Peter Smith's Leeds Rhinos player ratings and match report as trio get 4 v Salford Red Devils: gallery

Missed chances, errors, penalties and a sin-binning condemned Leeds Rhinos to a self-inflicted 22-12 defeat by Salford Red Devils at Headingley on Friday.

It was another poor performance from Rhinos who made their usual slow start, got back into the game just before the break, but failed to build on that.

The pattern was set when Rhinos turned the ball over four times inside their own half in the opening 17 minutes and from the last of those, Blake Austin was sin-binned for obstructing Brodie Croft as the Salford stand-off chased his own kick.

Crucially, Salford scored two tries against 12 men and that was the key spell in the game. They exploited the extra man immediately as Deon Cross sent Rhys Williams over; then - from another penalty after a dangerous tackle by James McDonnell on Tyler Dupree - Sam Stone stretched over.

Two Marc Sneyd conversions made it 12-0, but Rhinos halved the deficit in the final minute of the half; Austin, McDonnell and Harry Newman handling before a big charge by Sam Walters. He kept the ball alive and James Bentley’s offload was finished by Richie Myler, with Rhyse Martin converting.

Rhinos had chances before that, but their execution was woeful. Myler knocked-on from Jack Sinfield’s kick; Bentley dropped the ball trying to touch down; Williams made a try-saving tackle on Martin and Newman hurled a pass into touch near the line.
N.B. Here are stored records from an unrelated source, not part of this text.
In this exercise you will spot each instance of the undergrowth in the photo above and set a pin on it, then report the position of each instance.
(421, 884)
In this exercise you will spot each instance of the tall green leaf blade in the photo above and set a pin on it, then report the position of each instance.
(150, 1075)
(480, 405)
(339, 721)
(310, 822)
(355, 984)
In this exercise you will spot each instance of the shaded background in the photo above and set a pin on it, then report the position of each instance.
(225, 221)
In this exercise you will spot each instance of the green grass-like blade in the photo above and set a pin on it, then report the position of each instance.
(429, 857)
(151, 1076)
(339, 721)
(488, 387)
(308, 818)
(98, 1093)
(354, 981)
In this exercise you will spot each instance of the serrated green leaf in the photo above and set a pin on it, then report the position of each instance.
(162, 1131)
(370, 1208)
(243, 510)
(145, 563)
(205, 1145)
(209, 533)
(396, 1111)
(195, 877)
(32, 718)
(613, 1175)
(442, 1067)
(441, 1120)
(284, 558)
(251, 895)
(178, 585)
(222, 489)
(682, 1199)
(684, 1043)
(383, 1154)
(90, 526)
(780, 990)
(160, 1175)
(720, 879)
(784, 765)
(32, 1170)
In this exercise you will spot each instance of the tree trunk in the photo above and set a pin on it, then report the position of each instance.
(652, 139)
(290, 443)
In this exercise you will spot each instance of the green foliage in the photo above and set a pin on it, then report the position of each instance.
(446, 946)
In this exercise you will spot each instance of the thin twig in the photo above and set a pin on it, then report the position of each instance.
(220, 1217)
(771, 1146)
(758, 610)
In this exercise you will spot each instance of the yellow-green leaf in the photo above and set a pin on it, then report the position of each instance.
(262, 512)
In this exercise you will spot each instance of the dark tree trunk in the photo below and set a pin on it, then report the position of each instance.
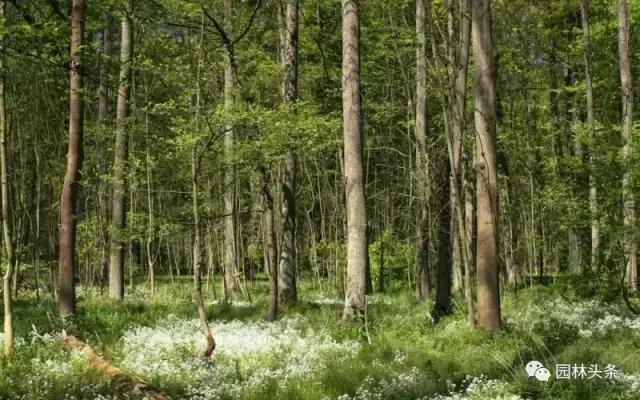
(118, 206)
(486, 169)
(356, 300)
(287, 276)
(75, 156)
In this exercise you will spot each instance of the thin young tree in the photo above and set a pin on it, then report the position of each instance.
(591, 127)
(287, 275)
(357, 252)
(103, 121)
(75, 156)
(121, 155)
(6, 201)
(422, 161)
(270, 251)
(458, 58)
(229, 41)
(626, 126)
(486, 168)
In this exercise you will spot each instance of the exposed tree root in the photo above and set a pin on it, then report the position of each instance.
(118, 377)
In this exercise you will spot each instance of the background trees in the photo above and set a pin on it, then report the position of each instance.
(271, 112)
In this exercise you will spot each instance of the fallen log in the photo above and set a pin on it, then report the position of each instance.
(123, 381)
Austin - who had already kicked dead from inside his own half - booted a drop out into touch to give Sneyd a gift two points 11 minutes after the break.

Five minutes later Ellis Longstaff touched down from a kick by Croft and Sneyd’s fourth goal put the game out of Leeds’ reach.

The scrum-half added a goal after Rhinos were marched 10 metres for questioning a penalty against them. That’s unacceptable, despite some dubious decisions from referee Jack Smith and a 6-0 second half penalty count against Leeds (10-3 overall).

Bentley pulled a try back moments later, with 14 minutes left, converted by Martin, but Leeds never looked like pulling the game from the fire.